29th April 2021

Dear diary,

Today I've been all over the place due to the fact I am pregnant; I have not told Gordon as he is on a rescue in Liverpool, England.

I am feeling ill with worry for my fiancé; I have been listening to the radio transmissions trying to think of a back up plan in case something goes wrong…I will be happy when they arrive back on the island, so that I can tell Gordon the Good news that he is going to be a dad. Jeff came with me to the doctors on the mainland, so the rest of the family don't know.

Write to you tomorrow

Love

Casey K. Andrews

1st May 2021

Dear diary,

Sorry about not writing to you yesterday. We had rescues all day; I'm still not feeling well at the moment but we are all happy. I have been told today that Alan is getting good grades at school.

I managed to tell Gordon last night that he was to become a father he was shocked but very happy to say the least, the rest of the family are over the moon. I am happy to be apart of the Tracy family because I feel like I belong. After the baby is born I would like to go up into space in THUNDERBIRD 3.

Got to go.

Love

Casey K. Andrews

2nd May 2021

Dear Diary,

Today I have visited parent's grave with Jeff and Gordon, all the time we were there all I did was cry. I felt Gordon's strong arms around me. Jeff & my grandparent had joint custody of over me after my parents died.

If I have a girl I would like to call her Lucille Rebecca Tracy after our mothers & if it's a boy I would like to call him Jefferson Michael after our fathers.

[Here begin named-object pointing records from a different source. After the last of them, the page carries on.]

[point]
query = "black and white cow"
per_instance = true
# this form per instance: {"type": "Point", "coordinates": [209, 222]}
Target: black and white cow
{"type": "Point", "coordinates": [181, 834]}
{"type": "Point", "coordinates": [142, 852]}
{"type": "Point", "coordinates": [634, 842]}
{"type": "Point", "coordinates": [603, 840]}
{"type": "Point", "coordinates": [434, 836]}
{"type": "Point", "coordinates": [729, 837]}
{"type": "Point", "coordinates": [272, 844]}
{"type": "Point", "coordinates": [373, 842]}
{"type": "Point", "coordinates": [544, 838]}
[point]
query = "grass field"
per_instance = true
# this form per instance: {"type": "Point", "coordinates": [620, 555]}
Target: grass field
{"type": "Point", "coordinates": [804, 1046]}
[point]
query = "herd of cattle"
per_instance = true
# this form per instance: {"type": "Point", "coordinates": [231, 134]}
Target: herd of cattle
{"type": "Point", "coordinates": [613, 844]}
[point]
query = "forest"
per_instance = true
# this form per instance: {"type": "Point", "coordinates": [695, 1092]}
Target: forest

Grandma Ruth has a great family; she is a great mother and grandma. She has helped me through all my problems.

Got to go

Love

Casey K. Andrews

3rd May 2021

Dear diary,

Today I am feeling unwell still but no morning sickness praise God. I'm seven weeks gone.

Gordon has been involved in an accident whilst saving people on their last rescue he has been taken to a local hospital where I used work at. I have been at his bedside hoping and praying that he would wake up soon. Jeff & grandma have been in to see Gordon and to check up on me. I look & feel a mess people from the church I used to attend have been to see us and are praying for us.

I feel like I have lost him but according to the doctors he is getting stronger. He is a fighter.

Got to go

Love

Casey K. Andrews

4th May 2021

Dear diary,

Gordon hasn't regained consciousness I still at his bedside as I write this entry. I need him here with and his child when it's born. Jeff & grandma have been at our side. I suggested to Jeff that he get some rest. I have been going for long walk and talking old friends that I used to work with at the hospital. I am off back to island tomorrow. To get some rest and help run International Rescue. I feel alone due to Gordon's injuries… I know that I am not alone though. Grandma came over to me and held me; all I did was cried telling her that I didn't want to leave his bedside just in case he came around... I was on my way home they were welcome to stay at mine if they wanted to and that includes Grandma Tracy. I own the apartment block about five minutes away from the hospital. So I got Some apples in Grandma for her famous apple pies which I loved they made my heart melt.

I was at home when I heard a knock at the door. It was Jeff and Grandma Tracy wanting some where to stay for the night I invited them in and we eat a little meal which we enjoyed instead of hospital food (yuck) not my idea of nice food.

Got to go

Love

Casey K. Andrews.

5th May 2021

Dear diary,

I arrived back on the island with Virgil & Scott. Alan had gone up to Thunderbird 5 for a month… John had brought the supersonic Lear Jet over to see Gordon…me, Virgil & Scott came back to base.

I was heading off to bed, when we got an emergency call came in. Brains told us what to expect. I doubled crew with Virgil on TB2. When we got there I was shocked to say the least. But we got straight to work and the rescue mission was a complete success. As we were on our way home after we dropped the casualties off at a local hospital. I slept all of the way home

Love

Casey K. Andrews

6th May 2021

Dear diary

Still no news on Gordon either way, then it could be weeks before anything happens. I am still praying for him. God told me to be strong in faith for the whole family.

I slept all the way through from when we got home from the rescue to 09:00 this morning. I was shattered… still am.